Legionnaire’s outbreak prompts air conditioning reminder

Aged care providers being reminded to clean out air conditioning cooling towers following four confirmed cases of Legionnaires’ disease in Adelaide in the past week. No common location has been reported by the patients during the incubation period, all of whom are men and are being treated in hospital. Temperature changes are a common cause of the growth of Legionella bacteria, and current weather patterns across South Australia, Victoria and New South Wales and Queensland are creating the perfect breeding ground for the bacteria. South Australia’s Chief Public Health Officer Dr Kevin Buckett said it’s important that proper preventative maintenance and anti-microbial treatment is carried out on water and cooling systems, particularly in times of variable weather. From the time of infection with Legionella bacteria, it takes between two and 10 days for symptoms to appear. In most cases, symptoms begin after five or six days. The first symptoms are non-specific flu-like symptoms including fever, headache and muscle aches.
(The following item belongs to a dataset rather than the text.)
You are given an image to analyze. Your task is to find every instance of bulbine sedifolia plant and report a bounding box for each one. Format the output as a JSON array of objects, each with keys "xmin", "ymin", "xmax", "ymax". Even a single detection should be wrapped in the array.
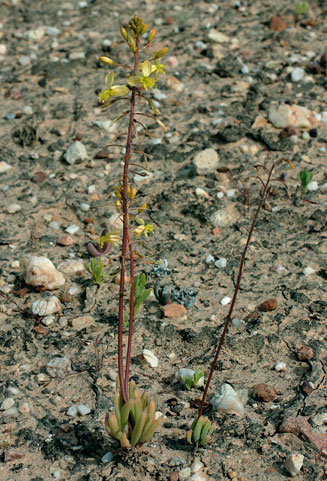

There may also be a mild cough with or without phlegm. Some people may develop diarrhoea, vomiting and abdominal pain. The illness usually progresses rapidly and the chest infection (pneumonia) symptoms become obvious, with high fever, shortness of breath and chest pain being typical symptoms. It is difficult to distinguish a Legionella infection from other types of pneumonia by symptoms alone and other medical tests are required to diagnose the disease. Such tests include sputum, blood and/or...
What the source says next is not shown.